Another piece of neat-sounding hardware that Amazon is selling at cost to Prime subscribers. Have they made any money on devices they sell? I know that's not their main business and that most of their devices are intended to drive customers to their digital content and shopping service, but if I were an Amazon investor, I'd be a little bugged that they continue to sell these things so cheap.
Of course, as a consumer, I'm totally fine with having cheap options to everything, even if I'd never buy a device from Amazon (I don't like having every interaction with my device turn into an ad).
Amazon isn't and never has had a goal of making money on the devices they sell... their goal is to make money on the content people buy to use on the devices, and that has worked well for them. Some devices sell at cost or a slight loss, the higher end models make a small profit.... but all these devices are tired into their own echo system right down to the App store. (Sounds familiar.... oh, hi Apple!) The only difference between Apple and Amazon is Apple won't put out a piece of hardware with less than a 40% return.
If you think Kindle Fires aren't selling with their price points starting at $99, you're wrong.
Amazon's never-ending losses come from other places:
1. R&D
2. They invest in new things always (cloud, devices, distribution, drones!, and subscriptions, etc.)
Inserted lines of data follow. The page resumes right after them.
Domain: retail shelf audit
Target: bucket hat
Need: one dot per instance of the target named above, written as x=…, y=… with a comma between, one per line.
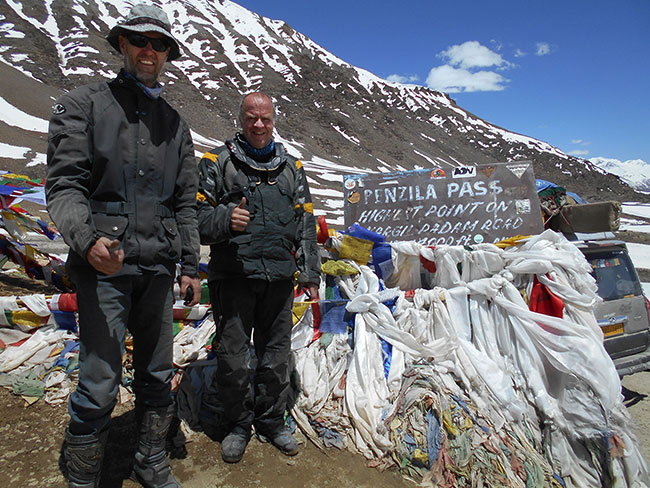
x=145, y=18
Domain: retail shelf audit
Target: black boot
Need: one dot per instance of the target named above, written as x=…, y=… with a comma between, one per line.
x=151, y=467
x=81, y=459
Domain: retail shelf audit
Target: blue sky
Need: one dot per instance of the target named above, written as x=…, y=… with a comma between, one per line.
x=573, y=73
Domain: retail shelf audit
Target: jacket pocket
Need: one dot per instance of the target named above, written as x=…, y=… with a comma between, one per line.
x=171, y=232
x=111, y=226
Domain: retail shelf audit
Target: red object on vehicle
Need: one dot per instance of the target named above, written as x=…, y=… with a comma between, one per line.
x=542, y=300
x=322, y=231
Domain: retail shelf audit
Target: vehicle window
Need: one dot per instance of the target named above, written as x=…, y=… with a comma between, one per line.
x=614, y=274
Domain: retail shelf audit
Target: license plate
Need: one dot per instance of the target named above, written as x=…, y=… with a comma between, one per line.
x=611, y=330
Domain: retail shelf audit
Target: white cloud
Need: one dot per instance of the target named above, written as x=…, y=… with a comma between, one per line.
x=403, y=79
x=454, y=80
x=472, y=54
x=543, y=48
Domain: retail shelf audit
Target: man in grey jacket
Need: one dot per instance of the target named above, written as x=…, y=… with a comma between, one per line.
x=121, y=188
x=256, y=213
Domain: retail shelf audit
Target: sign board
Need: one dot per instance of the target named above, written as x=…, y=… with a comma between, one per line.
x=464, y=205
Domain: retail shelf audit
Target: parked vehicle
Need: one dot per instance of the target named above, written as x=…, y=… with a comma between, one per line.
x=624, y=314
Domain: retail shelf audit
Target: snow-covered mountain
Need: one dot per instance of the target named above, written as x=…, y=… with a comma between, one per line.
x=634, y=172
x=336, y=117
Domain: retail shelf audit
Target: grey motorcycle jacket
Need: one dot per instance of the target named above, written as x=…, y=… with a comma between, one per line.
x=122, y=165
x=280, y=237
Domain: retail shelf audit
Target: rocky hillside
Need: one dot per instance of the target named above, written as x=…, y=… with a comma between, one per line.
x=336, y=117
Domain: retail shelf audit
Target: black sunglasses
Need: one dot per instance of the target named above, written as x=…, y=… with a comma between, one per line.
x=157, y=44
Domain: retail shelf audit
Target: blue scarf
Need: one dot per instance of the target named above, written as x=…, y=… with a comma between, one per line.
x=253, y=151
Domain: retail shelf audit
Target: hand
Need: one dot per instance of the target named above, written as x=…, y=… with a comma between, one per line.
x=105, y=256
x=239, y=217
x=193, y=284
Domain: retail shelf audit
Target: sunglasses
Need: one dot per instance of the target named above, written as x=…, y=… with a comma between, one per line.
x=157, y=44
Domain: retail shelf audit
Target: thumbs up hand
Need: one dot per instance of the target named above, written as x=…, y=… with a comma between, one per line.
x=239, y=217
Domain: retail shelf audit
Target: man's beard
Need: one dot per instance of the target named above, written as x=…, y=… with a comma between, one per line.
x=144, y=78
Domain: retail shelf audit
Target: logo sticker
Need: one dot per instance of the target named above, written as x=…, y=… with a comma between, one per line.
x=518, y=169
x=487, y=171
x=522, y=206
x=349, y=183
x=464, y=172
x=354, y=197
x=58, y=109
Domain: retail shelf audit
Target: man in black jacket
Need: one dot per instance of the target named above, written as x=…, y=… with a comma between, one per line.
x=121, y=188
x=256, y=213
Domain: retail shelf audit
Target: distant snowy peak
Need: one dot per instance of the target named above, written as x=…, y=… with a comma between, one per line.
x=635, y=172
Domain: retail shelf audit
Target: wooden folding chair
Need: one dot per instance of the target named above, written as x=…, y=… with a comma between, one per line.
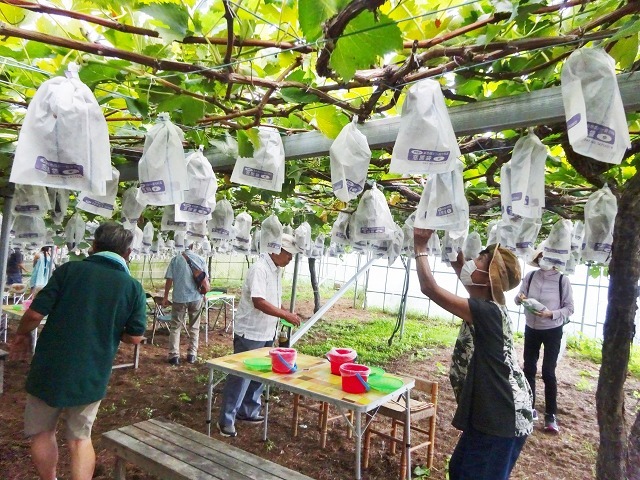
x=322, y=409
x=421, y=410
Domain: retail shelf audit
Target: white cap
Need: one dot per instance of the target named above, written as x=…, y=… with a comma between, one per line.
x=289, y=244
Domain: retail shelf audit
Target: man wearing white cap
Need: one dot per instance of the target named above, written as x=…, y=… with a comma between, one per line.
x=255, y=327
x=186, y=300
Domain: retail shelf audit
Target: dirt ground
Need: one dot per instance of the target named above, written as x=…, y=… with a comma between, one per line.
x=157, y=389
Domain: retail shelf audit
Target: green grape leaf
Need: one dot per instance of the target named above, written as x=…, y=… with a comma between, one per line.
x=329, y=120
x=171, y=20
x=297, y=95
x=312, y=14
x=625, y=50
x=245, y=145
x=365, y=39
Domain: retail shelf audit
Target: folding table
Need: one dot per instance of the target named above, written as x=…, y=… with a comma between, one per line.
x=312, y=379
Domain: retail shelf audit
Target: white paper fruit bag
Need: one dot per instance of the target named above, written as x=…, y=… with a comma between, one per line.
x=426, y=142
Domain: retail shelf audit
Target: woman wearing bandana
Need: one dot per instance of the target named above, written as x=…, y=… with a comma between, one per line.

3. They discount and have small margins
4. Shipping kills them....
5. They are developing Prime services like music, instant, lending library... and these are a big investment such as making your own TV shows.)
If Amazon paused, and just kept everything as it is right now, they probably would turn a profit. How much money do you think they spent last year developing and testing product delivery by drone?????
And so this is also why wal-street mostly loves the stock even though it's never made money.... Amazon is constantly moving forward and ahead of rivals and quite innovative.
You can slam their tech products, but considering they only entered this space a few years ago, they've done quite well. Fire Phone is an Epic failure.... and I think it's the one device they didn't try to give away. If they had used the same business strategy with the Fire Phone, it wouldn't have been $199 on contract.... it would have been $199 unlocked or maybe even $99.